I've been waiting for Q&A to post a transcript of the Chris Hedges interview on Sunday night. But it's been two days already. Nada. So click the link and watch the video. It's stunning.
The reason for the interview is publication of his latest book, Collateral Damage: America's War Against Iraqi Civilians, but he talks about many other subjects as well with the kind of moral insight rarely heard on television.
Hedges laments the decline of the mainstream press, points out that elite TV journalists (the late Tim Russert not excepted) are mere courtiers to the political establishment, and speaks of the reason for his departure from The New York Times.

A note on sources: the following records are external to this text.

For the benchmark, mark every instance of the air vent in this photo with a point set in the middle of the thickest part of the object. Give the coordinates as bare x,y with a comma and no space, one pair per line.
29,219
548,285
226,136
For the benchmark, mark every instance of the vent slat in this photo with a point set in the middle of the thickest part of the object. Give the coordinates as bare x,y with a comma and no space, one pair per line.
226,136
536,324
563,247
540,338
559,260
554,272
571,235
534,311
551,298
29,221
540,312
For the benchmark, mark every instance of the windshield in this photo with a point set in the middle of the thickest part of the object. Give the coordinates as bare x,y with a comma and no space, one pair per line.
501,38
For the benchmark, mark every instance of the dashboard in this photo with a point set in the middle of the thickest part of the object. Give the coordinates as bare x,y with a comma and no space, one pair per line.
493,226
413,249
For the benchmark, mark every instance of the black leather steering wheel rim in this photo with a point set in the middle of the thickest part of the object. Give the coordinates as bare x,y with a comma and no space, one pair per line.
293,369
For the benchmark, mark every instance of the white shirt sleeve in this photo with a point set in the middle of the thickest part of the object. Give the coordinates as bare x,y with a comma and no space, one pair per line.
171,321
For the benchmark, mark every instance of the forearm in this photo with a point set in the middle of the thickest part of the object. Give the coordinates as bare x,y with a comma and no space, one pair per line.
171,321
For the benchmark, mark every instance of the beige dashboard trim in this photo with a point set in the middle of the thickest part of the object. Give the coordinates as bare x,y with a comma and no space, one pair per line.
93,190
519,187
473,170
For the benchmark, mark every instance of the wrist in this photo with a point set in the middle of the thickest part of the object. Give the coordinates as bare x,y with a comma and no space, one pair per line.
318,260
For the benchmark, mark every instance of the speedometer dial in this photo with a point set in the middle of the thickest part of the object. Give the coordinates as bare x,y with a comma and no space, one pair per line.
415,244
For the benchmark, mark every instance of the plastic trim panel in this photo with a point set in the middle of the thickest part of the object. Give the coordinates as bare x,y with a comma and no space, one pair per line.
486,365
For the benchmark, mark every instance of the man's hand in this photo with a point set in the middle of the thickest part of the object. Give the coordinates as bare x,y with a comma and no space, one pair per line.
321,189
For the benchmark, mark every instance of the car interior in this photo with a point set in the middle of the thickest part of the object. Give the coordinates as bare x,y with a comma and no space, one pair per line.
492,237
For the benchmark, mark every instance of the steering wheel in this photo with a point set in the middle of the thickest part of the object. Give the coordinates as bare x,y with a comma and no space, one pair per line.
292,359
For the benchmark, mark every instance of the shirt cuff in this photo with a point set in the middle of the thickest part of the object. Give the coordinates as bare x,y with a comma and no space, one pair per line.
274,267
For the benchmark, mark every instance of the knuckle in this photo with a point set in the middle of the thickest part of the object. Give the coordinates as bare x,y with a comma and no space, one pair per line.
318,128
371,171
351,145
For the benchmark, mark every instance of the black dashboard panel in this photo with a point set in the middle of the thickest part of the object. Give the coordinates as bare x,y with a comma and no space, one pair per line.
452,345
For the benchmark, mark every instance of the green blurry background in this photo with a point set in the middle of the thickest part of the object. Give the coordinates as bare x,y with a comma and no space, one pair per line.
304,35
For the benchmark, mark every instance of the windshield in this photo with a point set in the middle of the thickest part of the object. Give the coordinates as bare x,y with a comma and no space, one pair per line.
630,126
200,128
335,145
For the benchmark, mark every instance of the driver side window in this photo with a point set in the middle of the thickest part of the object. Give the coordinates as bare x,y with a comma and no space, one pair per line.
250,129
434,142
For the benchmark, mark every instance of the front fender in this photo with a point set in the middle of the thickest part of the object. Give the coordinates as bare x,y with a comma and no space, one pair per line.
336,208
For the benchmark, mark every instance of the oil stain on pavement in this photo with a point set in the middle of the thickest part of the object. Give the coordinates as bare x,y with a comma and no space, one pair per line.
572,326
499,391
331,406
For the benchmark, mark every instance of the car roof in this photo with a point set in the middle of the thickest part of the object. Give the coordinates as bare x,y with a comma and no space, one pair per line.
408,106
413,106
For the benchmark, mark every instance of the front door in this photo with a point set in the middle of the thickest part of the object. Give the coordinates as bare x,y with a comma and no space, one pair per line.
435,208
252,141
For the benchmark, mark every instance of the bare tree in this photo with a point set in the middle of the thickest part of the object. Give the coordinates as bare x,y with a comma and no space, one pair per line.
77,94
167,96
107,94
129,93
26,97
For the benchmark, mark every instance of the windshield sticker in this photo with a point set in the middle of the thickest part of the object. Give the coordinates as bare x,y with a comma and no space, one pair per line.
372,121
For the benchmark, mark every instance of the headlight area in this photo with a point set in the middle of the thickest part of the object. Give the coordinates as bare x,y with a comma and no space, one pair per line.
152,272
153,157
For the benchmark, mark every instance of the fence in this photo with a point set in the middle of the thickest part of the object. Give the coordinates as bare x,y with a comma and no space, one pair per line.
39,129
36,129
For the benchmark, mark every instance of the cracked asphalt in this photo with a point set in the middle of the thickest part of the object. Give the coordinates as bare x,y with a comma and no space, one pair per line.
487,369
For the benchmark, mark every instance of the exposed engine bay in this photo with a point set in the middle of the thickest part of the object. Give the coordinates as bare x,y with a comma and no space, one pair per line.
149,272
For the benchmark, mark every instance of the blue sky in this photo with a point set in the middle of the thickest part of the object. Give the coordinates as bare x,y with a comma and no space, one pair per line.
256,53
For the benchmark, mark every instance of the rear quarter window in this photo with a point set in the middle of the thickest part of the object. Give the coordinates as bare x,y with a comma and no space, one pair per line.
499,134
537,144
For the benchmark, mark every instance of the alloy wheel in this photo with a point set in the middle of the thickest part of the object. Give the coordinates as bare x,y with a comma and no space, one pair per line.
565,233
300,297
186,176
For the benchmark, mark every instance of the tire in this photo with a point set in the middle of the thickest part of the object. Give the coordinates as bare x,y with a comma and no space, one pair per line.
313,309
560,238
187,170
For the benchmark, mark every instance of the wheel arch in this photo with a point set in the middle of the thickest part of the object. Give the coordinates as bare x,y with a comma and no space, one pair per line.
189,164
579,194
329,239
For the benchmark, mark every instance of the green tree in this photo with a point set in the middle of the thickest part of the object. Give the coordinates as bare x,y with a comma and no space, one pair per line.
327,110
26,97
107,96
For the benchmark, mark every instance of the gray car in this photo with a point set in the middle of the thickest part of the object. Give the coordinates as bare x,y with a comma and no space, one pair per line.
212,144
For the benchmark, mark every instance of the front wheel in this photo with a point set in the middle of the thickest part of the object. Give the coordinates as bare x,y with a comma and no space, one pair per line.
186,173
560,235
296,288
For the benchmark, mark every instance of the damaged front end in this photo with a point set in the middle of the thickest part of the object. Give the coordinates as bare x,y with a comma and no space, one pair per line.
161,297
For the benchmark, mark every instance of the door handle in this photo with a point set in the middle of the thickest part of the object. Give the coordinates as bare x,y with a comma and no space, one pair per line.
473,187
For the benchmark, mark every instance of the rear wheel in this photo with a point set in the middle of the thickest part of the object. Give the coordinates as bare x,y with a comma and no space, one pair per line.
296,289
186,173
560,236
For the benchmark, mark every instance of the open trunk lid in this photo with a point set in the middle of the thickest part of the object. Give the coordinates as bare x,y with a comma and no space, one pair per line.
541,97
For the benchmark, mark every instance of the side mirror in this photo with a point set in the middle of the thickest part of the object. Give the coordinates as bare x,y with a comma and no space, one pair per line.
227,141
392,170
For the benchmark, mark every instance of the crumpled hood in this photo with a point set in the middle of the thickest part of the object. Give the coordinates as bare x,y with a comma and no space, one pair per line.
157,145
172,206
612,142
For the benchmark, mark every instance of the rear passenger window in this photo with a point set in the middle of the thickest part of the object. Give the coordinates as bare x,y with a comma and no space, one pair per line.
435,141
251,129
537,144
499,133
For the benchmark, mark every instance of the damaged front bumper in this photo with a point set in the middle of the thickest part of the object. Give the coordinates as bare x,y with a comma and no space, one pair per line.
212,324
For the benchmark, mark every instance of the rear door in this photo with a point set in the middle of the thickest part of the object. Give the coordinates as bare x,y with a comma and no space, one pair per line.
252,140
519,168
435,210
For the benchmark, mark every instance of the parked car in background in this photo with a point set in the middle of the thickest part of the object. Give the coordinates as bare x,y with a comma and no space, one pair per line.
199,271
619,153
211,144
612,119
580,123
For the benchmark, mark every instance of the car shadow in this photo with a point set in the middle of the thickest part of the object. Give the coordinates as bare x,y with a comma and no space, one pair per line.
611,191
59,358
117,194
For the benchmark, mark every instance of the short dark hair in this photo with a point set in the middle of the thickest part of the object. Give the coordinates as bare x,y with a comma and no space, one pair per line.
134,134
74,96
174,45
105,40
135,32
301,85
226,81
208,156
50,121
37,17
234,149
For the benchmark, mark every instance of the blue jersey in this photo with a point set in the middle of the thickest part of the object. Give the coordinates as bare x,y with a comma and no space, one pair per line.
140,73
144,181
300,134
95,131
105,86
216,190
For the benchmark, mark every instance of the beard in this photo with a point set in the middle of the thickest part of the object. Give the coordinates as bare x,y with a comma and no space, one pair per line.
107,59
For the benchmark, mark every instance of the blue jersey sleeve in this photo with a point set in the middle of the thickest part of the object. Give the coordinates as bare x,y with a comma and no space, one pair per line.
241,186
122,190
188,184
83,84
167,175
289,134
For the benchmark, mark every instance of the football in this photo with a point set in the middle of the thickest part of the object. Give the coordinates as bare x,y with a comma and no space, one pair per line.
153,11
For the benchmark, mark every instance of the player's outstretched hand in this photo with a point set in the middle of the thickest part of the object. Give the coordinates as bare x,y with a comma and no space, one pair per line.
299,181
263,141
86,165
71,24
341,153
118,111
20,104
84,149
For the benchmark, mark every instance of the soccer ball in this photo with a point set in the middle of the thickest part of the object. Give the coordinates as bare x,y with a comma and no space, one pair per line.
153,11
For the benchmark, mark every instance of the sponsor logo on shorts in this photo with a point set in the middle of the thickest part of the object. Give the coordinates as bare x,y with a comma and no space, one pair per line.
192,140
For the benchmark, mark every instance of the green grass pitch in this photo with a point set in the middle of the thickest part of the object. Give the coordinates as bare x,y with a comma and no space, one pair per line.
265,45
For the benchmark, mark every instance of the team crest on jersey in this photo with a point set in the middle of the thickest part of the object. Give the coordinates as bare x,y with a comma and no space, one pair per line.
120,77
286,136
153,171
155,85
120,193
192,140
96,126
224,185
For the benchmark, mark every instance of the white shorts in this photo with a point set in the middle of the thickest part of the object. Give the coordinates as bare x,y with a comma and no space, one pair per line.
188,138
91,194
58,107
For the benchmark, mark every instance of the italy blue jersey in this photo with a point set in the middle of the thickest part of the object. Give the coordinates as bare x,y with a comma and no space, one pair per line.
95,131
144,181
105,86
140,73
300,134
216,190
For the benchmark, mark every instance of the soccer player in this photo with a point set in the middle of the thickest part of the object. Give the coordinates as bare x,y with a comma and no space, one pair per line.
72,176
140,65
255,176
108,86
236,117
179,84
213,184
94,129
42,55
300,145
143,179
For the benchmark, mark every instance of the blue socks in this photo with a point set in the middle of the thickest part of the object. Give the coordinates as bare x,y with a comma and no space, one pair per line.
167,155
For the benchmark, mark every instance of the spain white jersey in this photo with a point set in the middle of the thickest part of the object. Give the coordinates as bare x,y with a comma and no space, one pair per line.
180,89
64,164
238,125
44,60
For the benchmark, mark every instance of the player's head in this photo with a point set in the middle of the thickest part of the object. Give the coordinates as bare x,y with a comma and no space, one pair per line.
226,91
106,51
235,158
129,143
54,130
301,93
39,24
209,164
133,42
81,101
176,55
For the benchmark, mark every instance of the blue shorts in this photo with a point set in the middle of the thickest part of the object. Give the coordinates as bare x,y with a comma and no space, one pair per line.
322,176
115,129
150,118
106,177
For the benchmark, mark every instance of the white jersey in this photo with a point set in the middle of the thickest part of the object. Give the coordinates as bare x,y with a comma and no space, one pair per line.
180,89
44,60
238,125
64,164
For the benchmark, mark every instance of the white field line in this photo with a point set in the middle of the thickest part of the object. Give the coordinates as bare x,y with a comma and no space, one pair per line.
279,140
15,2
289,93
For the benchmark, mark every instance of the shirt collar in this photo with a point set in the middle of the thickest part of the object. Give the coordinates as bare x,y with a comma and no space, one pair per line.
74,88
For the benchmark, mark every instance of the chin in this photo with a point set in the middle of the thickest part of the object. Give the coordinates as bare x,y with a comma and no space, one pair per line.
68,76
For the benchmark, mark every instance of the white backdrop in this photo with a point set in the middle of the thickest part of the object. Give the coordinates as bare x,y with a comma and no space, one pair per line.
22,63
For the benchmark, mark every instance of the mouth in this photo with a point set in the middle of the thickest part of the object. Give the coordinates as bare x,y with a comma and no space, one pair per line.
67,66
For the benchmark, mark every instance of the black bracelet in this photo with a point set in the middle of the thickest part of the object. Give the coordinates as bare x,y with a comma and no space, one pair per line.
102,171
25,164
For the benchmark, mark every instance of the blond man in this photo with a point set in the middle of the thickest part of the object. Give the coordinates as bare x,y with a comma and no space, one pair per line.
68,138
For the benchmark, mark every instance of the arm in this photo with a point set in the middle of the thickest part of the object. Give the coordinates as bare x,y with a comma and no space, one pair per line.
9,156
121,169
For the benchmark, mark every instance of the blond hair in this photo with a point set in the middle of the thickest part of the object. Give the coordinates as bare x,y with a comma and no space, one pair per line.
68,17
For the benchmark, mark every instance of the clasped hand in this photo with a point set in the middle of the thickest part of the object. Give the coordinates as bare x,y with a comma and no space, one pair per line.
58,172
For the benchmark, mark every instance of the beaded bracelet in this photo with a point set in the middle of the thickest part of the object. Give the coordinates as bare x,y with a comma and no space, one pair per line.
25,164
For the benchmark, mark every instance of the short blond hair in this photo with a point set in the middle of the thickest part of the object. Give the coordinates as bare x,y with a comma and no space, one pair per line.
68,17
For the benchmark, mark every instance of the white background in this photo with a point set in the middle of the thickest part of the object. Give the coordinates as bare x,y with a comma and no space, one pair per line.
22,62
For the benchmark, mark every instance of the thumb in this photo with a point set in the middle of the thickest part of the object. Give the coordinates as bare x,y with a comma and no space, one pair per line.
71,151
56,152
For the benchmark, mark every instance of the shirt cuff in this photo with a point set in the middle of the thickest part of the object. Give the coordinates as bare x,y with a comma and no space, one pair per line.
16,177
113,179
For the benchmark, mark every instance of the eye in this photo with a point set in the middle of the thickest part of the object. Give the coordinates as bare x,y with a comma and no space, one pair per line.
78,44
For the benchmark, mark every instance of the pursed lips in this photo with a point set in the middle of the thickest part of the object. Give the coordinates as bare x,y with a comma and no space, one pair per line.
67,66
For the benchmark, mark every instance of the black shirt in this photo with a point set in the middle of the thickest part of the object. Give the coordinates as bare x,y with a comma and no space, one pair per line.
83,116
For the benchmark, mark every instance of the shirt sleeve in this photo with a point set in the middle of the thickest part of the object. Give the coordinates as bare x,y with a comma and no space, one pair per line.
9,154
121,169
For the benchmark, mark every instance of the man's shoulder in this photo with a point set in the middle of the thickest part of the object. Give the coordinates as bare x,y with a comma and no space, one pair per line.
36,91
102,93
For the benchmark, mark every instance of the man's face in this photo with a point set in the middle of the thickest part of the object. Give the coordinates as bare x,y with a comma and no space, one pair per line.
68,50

He describes our democratic system as corrupted ("We live in a corporate state." [It's] "a coup d'état in slow motion.") and the election campaign as deeply flawed ("You can't run for president of this country unless you allow yourself to become a commercialized product.").
Asked whom he'll vote for, he says, "I'm going to vote for Nader. Part of it is a moral issue. I can't vote for anybody who doesn't call for an immediate end to the war in Iraq."
What makes the interview so striking is not that Hedges's beliefs are unique. Many others have expressed them -- Gore Vidal, for one, and perhaps with greater brilliance. It is his willingness to act on those beliefs at no little cost that makes Hedges are rare one.